Cancer colorectal : «Les patients sous-estiment le rôle du mode de vie»

ENTRETIEN. Une étude confirme qu'un mauvais mode de vie augmente le risque de cancer colorectal de manière conséquente. Or, les Français en sont peu conscients. 

Cancer colorectal : \ Daxiao_Productions/epictura




Le mode de vie contribue grandement au risque de développer un cancer colorectal, rappelle une étude publiée dans Scientific Reports en pleine campagne Mars bleu, le mois de promotion du dépistage de ce cancer. Ces travaux menés auprès de plus de 10 000 personnes montrent que les antécédents familiaux sont le facteur de risque le plus important. Avoir un père, une tante ou un cousin atteint augmente, en effet, le risque de plus de 125 %.

Mais ces travaux confirment que les facteurs environnementaux sont bien plus à craindre que la génétique. Adopter de mauvais comportements alimentaires et sédentaires expose à un risque accru de 36 % d’avoir un cancer du côlon. En comparaison, être porteur d’une mutation génétique acquise au cours de la vie augmente de 7 % ce risque.

Ces résultats devraient encourager les patients à changer de mode de vie. Mais encore faut-il qu’ils prennent conscience du poids de ces facteurs de risque. Comme le souligne le Pr Frank Zerbib, gastro-entérologue au CHU de Bordeaux et secrétaire général de la société française de gastro-entérologie, à peine 1 Français sur 3 sait que consommer trop de viande rouge favorise l’apparition d’un cancer colorectal.


Quel est l’impact du mode de vie sur le risque de développer un cancer colorectal ?
Pr Frank Zerbib :
Le mode de vie impacte significativement le risque de développer un cancer colorectal. S’il est important, il faut rappeler que le facteur de risque principal reste les facteurs familiaux et les antécédents de polypes ou de cancers chez les apparentés. Il est donc fondamental que les patients évaluent leur risque familial car il détermine les stratégies de dépistage qui vont en découler.

En ce qui concerne le mode de vie, on connaît plusieurs éléments favorisant le risque de cancer, qui sont tous plus ou moins liés. Il y a l’obésité qui augmente tous les risques de cancers, et en particulier le cancer colorectal.
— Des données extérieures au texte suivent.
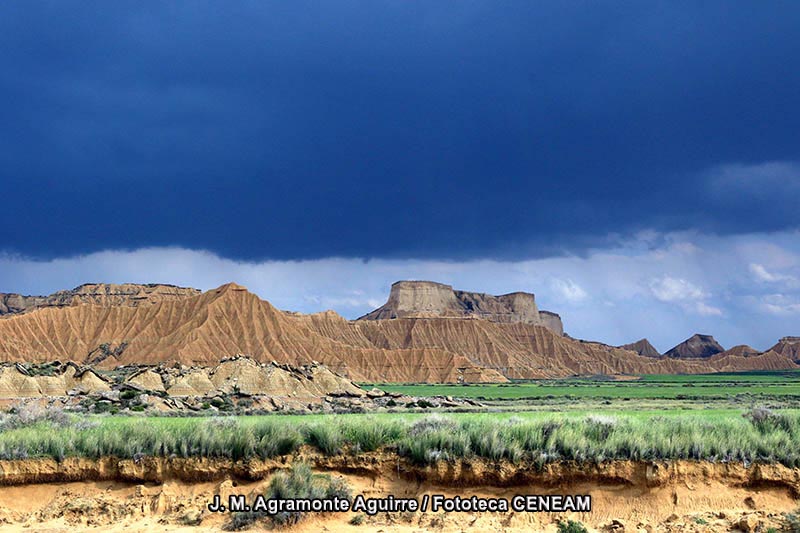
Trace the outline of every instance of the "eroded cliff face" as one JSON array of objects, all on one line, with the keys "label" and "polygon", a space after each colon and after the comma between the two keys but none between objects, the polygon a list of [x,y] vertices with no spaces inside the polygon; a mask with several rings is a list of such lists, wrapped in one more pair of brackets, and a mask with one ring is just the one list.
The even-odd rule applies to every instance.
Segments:
[{"label": "eroded cliff face", "polygon": [[[463,303],[455,294],[453,299],[459,307]],[[371,383],[798,368],[789,355],[774,351],[642,357],[560,336],[541,324],[475,315],[349,321],[334,312],[285,313],[232,283],[150,305],[51,306],[0,318],[0,361],[74,361],[99,369],[161,363],[211,367],[235,354],[258,363],[319,362],[348,379]],[[25,388],[29,380],[23,381],[18,385]]]},{"label": "eroded cliff face", "polygon": [[179,300],[198,294],[200,294],[198,289],[159,283],[85,283],[72,290],[58,291],[49,296],[0,293],[0,316],[25,313],[43,307],[81,304],[135,307],[141,304]]},{"label": "eroded cliff face", "polygon": [[636,342],[632,342],[630,344],[623,344],[620,346],[623,350],[630,350],[632,352],[636,352],[639,355],[644,355],[645,357],[661,357],[661,354],[658,353],[658,350],[650,344],[650,341],[647,339],[639,339]]},{"label": "eroded cliff face", "polygon": [[782,337],[769,351],[791,358],[800,363],[800,337]]},{"label": "eroded cliff face", "polygon": [[708,358],[725,351],[711,335],[695,333],[664,354],[675,359]]},{"label": "eroded cliff face", "polygon": [[392,285],[386,304],[359,320],[394,318],[479,318],[505,324],[544,326],[564,334],[561,317],[539,311],[536,297],[527,292],[500,296],[453,290],[450,285],[433,281],[398,281]]}]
Une hausse de 5 points d’indice de masse corporelle augmente de 14 à 15 % le risque d’avoir un cancer colorectal. Il y a également un lien avec la sédentarité, elle-même liée à l’obésité.

Enfin, parmi les facteurs alimentaires, il est bien connu et confirmé étude après étude qu’une alimentation pauvre en fruits, en fibres alimentaires et trop riche en graisses et surtout en viandes rouges, préparées – les jambons par exemple – et même les viandes blanches augmente le risque. Rappelons que les autorités recommandent d’en manger moins de 500 g par semaine, ce qui est peu dans l’alimentation occidentale.

 

Les patients sont-ils suffisamment conscients de ce risque ?
Pr Frank Zerbib :
 Clairement, ils ne le sont pas. Les patients ont maintenant un niveau d’information relativement bon concernant les consommations d’alcool ou de tabac. En revanche, une enquête récente menée par la Société française de gastro-entérologie auprès de plus de 1 000 personnes montre que 30 % à peine sont conscients que les facteurs alimentaires peuvent avoir un impact sur le risque de cancers digestifs, et en particulier du cancer colorectal.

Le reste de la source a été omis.